I’ve been away this week helping the National Trust out with some of their management issues at Penrhyn Castle in North Wales. My first impression of this place, because of its incredibly grand appearance on a truly large scale, was that this mock castle must have been built either by somebody with a great sense of humour, or someone with a whopping ego. I’m reliably informed it was the latter.
The castle is another reminder of the ubiquity of Britain’s links with slavery. It belonged to the Pennant family, famous for their slate quarries in North Wales, but whose major fortunes came from the exploitation of the slave trade in the Caribbean in the 17th century.
The family acquired plantations in Jamaica and held high office on that island, before a new generation returned to Britain and started trading from Liverpool. With the money the family made from these varied slavery-based enterprises, the Pennants acquired substantial holdings in Wales and also developed slate quarries.
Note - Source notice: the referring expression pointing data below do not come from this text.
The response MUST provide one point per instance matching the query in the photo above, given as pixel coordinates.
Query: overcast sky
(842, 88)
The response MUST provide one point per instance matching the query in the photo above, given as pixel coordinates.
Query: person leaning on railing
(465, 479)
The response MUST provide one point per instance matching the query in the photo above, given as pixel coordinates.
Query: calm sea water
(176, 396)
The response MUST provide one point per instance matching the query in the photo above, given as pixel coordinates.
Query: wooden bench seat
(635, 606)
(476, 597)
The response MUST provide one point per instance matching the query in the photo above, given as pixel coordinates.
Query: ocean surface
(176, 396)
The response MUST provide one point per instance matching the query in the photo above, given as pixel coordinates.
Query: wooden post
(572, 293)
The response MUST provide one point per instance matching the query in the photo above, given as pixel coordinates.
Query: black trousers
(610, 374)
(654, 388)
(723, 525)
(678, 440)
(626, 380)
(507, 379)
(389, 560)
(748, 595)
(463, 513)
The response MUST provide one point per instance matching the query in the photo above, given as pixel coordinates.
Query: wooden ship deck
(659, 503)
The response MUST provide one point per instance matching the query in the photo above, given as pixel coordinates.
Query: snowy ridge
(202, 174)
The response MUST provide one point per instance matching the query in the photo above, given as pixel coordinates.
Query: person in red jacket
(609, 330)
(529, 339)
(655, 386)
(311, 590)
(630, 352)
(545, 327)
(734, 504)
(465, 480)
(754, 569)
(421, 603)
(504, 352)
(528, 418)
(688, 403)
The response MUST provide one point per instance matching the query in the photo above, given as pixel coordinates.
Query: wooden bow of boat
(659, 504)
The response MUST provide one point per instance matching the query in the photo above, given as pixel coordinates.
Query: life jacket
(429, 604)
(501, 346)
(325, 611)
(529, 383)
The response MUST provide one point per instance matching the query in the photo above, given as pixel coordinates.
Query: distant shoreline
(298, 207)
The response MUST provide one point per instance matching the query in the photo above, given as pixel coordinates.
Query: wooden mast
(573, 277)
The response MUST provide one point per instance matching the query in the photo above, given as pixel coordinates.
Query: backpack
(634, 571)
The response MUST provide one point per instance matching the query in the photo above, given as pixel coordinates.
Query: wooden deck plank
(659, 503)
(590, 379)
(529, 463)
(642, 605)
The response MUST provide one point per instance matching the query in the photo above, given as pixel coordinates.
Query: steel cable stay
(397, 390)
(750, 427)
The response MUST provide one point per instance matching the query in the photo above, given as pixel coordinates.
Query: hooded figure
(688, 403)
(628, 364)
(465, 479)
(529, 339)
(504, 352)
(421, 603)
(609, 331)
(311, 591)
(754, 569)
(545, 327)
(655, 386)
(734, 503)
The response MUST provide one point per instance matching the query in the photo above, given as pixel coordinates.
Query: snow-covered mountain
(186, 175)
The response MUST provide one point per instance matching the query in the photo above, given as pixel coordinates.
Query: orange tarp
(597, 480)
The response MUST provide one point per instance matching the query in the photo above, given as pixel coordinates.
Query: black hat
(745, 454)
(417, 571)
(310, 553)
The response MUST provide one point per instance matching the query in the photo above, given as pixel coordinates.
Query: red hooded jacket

Penrhyn Castle was developed on the site of an ancient property, but it is a 19th-century version of a Norman castle. Alongside Harewood House, it provides an example of the levels of material wealth that was accumulated by those engaged in the slave trade, which was then invested into British property and land.
The family apparently were not liked by the indigenous Welsh population. Apparently they didn’t treat the quarry workers at all well.
These days the castle is owned and managed by the National Trust, and the gardens are lovely.